親指のつけ根が動かしにくいというお悩みは、当院でも本当に多くご相談いただきます。「痛みはそこまでないけど動かしにくい」という段階で来てくださる方ほど、改善も早い傾向があります。気になっているなら、ぜひ早めに一度見てもらってください
親指のつけ根の動かしにくさというのは、痛みとはまた少し違う、独特の不快感ですよね。「こわばる」「引っかかる感じ」「スムーズに開けない」といった表現で訴えてこられる方が多いです。
この感覚、実は体が発しているSOSサインです。見逃してしまうと、やがて痛みや変形へと進んでいく可能性があります。

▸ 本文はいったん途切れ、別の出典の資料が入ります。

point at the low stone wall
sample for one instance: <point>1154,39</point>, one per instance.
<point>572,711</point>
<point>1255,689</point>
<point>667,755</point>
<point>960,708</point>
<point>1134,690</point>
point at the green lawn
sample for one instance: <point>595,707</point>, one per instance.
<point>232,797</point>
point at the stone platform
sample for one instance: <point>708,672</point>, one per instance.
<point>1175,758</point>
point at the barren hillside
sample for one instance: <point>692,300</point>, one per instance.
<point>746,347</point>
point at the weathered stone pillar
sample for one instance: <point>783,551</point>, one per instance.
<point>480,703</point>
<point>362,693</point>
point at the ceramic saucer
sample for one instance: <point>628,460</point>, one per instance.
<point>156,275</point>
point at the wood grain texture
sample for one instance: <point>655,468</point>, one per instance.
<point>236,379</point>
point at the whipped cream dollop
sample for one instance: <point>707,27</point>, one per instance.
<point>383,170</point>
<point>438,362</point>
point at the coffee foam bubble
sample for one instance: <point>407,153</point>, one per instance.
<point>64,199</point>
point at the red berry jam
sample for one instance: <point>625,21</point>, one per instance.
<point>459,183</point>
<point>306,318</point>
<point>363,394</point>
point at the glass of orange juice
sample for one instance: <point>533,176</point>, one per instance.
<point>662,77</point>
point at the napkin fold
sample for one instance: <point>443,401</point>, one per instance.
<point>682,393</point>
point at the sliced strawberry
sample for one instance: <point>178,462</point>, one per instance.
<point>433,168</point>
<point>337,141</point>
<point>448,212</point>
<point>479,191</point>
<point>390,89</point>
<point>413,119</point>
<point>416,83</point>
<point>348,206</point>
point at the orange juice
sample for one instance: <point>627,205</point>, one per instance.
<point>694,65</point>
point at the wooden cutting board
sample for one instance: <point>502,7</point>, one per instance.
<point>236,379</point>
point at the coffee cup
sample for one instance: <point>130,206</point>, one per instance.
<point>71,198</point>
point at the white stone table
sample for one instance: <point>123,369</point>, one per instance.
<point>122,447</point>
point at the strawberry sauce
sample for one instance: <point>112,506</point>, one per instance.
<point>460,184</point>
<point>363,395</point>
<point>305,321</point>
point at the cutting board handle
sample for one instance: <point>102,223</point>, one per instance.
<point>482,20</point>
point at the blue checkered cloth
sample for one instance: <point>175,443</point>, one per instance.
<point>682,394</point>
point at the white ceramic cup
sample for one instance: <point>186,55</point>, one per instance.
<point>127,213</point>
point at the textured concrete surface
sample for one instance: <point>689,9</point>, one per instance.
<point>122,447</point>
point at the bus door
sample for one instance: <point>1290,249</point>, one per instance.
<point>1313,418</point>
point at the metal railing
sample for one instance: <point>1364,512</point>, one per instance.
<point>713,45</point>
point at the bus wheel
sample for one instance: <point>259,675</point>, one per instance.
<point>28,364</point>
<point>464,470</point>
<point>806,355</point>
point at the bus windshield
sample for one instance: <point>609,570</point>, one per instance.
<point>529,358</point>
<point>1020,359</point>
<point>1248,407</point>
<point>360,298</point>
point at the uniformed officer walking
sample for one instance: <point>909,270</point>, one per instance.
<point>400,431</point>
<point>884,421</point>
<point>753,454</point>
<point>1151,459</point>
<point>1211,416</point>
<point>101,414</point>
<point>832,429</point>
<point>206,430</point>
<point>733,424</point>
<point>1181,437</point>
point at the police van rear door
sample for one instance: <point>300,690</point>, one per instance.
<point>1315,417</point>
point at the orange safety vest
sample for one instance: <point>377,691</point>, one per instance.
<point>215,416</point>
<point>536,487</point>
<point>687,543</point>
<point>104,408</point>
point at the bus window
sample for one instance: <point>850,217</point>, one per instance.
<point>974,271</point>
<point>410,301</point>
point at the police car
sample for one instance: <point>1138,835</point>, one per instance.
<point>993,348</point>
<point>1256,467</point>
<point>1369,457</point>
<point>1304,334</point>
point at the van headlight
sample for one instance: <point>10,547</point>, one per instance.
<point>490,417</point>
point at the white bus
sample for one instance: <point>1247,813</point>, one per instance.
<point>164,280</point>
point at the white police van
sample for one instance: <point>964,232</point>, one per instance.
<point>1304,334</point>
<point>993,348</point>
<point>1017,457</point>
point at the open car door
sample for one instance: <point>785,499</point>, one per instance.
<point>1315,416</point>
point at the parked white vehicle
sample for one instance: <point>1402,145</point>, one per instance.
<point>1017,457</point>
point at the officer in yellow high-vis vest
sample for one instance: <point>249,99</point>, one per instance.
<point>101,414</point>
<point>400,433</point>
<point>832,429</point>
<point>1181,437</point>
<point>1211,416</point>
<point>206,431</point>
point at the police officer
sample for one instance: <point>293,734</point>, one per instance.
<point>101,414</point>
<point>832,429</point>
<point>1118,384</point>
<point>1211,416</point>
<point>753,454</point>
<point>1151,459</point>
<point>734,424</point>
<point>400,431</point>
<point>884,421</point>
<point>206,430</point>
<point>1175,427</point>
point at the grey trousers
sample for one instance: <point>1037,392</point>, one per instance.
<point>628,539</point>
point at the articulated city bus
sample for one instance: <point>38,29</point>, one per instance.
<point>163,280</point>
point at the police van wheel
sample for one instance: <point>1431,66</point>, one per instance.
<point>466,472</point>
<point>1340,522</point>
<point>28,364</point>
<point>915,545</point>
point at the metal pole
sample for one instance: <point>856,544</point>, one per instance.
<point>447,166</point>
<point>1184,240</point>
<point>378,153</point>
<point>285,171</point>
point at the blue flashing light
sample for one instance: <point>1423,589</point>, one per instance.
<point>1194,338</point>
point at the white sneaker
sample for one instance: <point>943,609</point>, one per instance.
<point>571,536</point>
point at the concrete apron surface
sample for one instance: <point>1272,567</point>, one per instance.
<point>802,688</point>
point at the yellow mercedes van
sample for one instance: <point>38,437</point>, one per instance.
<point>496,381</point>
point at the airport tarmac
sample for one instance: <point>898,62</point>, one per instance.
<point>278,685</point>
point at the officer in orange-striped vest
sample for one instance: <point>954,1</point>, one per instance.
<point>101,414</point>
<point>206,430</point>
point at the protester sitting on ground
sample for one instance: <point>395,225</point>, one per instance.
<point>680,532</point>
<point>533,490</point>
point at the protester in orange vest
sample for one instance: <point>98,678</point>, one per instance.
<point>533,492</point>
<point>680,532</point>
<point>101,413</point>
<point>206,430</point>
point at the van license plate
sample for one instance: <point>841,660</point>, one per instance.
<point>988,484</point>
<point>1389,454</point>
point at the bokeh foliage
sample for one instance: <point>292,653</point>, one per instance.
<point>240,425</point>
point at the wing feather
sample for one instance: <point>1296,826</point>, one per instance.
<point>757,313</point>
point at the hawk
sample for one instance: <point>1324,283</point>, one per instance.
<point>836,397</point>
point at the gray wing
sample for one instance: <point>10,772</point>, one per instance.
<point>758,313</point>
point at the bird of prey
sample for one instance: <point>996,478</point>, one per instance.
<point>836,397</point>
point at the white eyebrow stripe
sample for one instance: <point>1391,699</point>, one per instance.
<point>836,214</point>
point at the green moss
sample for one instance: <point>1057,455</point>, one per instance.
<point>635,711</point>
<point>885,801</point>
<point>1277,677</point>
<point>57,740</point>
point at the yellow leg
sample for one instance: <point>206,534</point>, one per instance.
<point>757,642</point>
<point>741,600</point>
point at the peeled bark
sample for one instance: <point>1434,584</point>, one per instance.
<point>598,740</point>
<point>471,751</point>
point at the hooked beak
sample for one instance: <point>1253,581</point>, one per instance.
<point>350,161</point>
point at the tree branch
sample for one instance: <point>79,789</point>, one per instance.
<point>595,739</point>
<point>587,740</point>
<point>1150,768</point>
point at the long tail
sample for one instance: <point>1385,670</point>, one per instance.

どんな状態のときに起こりやすいのか、まず整理してみましょう。
寝起きや長時間同じ姿勢でいたあと、手がこわばって動かしにくくなる現象は、関節まわりの組織が硬くなっていることが背景にあります。動かし始めるとだんだん楽になるのが特徴で、これは関節液の循環が改善されることで滑らかさが戻るからです。
「少し動かしたら治る」という経験をされている方も多いと思います。ただ、それが習慣になっているとしたら、体が慢性的な緊張状態にあるサインかもしれません。
料理、スマートフォンの操作、パソコン作業、ハサミや文房具を使う細かい作業。これらを長時間続けたあとに親指がだるくなったり、動かしにくくなる方もいらっしゃいます。これは使いすぎによる筋肉と腱への疲労が原因のひとつです。
特に40代以降の女性に多い傾向があります。更年期以降はホルモンバランスの変化で関節周囲の組織が影響を受けやすくなるため、同じ使い方をしていても症状が出やすくなるのです。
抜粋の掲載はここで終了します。